Ein Glücksmensch – zur richtigen Zeit am richtigen Ort

Headerbild
Herbert Fischinger sitzt in seiner Erinnerungsecke: mit dem Tuch von seinen spanischen Freunden im Flamenco Verein, dem Hut seiner Frau, darunter der Schal der Tochter, sein Lieblingshut und seine Gitarre.
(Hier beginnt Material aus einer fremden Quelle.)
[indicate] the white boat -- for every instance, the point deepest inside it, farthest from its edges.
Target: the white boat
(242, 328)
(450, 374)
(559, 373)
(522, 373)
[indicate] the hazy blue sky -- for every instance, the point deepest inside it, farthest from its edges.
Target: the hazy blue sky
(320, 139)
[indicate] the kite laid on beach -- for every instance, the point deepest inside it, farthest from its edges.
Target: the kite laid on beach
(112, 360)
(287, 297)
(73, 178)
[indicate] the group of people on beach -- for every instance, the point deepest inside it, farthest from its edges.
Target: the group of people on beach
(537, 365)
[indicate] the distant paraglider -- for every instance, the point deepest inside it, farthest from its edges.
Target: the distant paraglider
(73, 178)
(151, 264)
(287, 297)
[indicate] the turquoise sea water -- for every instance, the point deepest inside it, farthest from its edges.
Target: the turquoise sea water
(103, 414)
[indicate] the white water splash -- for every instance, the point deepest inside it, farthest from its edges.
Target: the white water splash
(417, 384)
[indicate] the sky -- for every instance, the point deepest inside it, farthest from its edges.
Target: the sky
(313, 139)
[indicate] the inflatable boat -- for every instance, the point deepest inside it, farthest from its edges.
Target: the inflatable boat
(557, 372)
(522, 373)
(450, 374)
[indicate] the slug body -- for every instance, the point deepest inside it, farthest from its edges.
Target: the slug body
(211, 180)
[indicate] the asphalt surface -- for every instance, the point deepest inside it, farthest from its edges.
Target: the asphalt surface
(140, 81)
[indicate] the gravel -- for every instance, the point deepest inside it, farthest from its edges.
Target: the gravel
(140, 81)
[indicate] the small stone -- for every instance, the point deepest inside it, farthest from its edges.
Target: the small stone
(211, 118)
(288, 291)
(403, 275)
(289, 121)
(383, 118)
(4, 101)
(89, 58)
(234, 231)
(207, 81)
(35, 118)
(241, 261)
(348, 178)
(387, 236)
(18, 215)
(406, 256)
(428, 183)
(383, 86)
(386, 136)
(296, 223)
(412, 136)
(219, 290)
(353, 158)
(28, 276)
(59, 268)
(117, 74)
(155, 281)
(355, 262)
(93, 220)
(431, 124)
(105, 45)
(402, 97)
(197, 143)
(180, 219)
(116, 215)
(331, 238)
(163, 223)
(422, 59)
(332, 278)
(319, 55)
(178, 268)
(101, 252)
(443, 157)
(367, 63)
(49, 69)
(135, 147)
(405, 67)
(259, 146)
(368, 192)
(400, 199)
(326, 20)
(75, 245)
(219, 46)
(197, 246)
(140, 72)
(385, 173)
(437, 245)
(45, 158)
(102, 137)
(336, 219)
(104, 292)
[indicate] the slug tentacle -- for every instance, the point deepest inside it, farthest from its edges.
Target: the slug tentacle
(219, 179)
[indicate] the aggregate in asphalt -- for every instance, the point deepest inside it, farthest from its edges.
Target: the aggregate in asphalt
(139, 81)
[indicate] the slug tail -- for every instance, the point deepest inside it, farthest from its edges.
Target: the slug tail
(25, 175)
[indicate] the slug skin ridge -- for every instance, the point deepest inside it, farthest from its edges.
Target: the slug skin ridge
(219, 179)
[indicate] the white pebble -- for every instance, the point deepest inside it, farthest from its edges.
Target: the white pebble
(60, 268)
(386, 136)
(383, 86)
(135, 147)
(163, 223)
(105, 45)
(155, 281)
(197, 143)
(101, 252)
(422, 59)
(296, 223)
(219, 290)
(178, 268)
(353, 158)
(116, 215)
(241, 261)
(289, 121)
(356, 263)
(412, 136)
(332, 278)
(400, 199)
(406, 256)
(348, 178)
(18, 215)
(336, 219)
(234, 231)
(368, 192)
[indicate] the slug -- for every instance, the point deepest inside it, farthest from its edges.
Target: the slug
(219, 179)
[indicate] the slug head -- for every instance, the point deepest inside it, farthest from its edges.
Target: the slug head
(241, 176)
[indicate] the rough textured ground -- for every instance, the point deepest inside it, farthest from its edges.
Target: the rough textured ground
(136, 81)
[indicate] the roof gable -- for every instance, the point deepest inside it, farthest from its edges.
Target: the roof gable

Zur Definition Glücksmensch gehören für Herbert Fischinger seine sprühenden Ideen. Gemeint sind der Tisch der Begegnung, das abendliche Sandmann-Ritual und vor allem seine Offenheit. Zu Beginn unseres Kennenlernens singt er mit Gesten verschmitzter Schüchternheit den Gassenhauer: »Ich brech‘ die Herzen der stolzesten Frauen.«

»Mein größter Wunsch ist, dass mein Gesundheitszustand trotz Mängel nicht schlechter wird. In meiner Wohnung mit Blick auf die Bäume am Salinensee finde ich Ruhe. Körper und Alter zwingen mich zu Pausen, die ich akzeptieren kann. Trotz meines Drehschwindels möchte ich Kraft haben, um anderen Freude zu bringen. Mein Leben besteht aus Glückssträhnen. Als der Krieg kam, wollte ich zur Luftwaffe und hatte auf dem Klippeneck meine Klasse 1 zum Segelflieger gemacht. Hinzu kam die Funkerausbildung. Über mehrere Stationen landete ich in Gefangenschaft in Frankreich. Elektronisch war ich auf Draht und musste vor allem Geräte reparieren. Später nach meinem Abschluss in der Feintechnikschule hatte ich wieder Glück, lernte bei einem Friseur Herrn Schlenker kennen, erzählte von meiner Jobsuche, wurde Mustermacher bei Schlenker-Grusen und danach Assistent. Nach 12 Jahren wechselte ich zur Firma Urgos. Bis zum Ruhestand war ich dort Betriebsleiter. Und das alles, obwohl ich nur Volksschüler war. Mit meiner Frau, die vor 25 Jahren viel zu früh starb, hatte ich eine wunderbare Zeit. Im Ruhestand verbrachten wir die Wintermonate in unserem Reihenbungalow in Malaga. Bis vor drei Jahren war ich allein in Andalusien. Damals half mir die Familie Schlageter, die in Spanien lebte und zu der ich jeden Tag kommen durfte. Wir wurden enge Freunde.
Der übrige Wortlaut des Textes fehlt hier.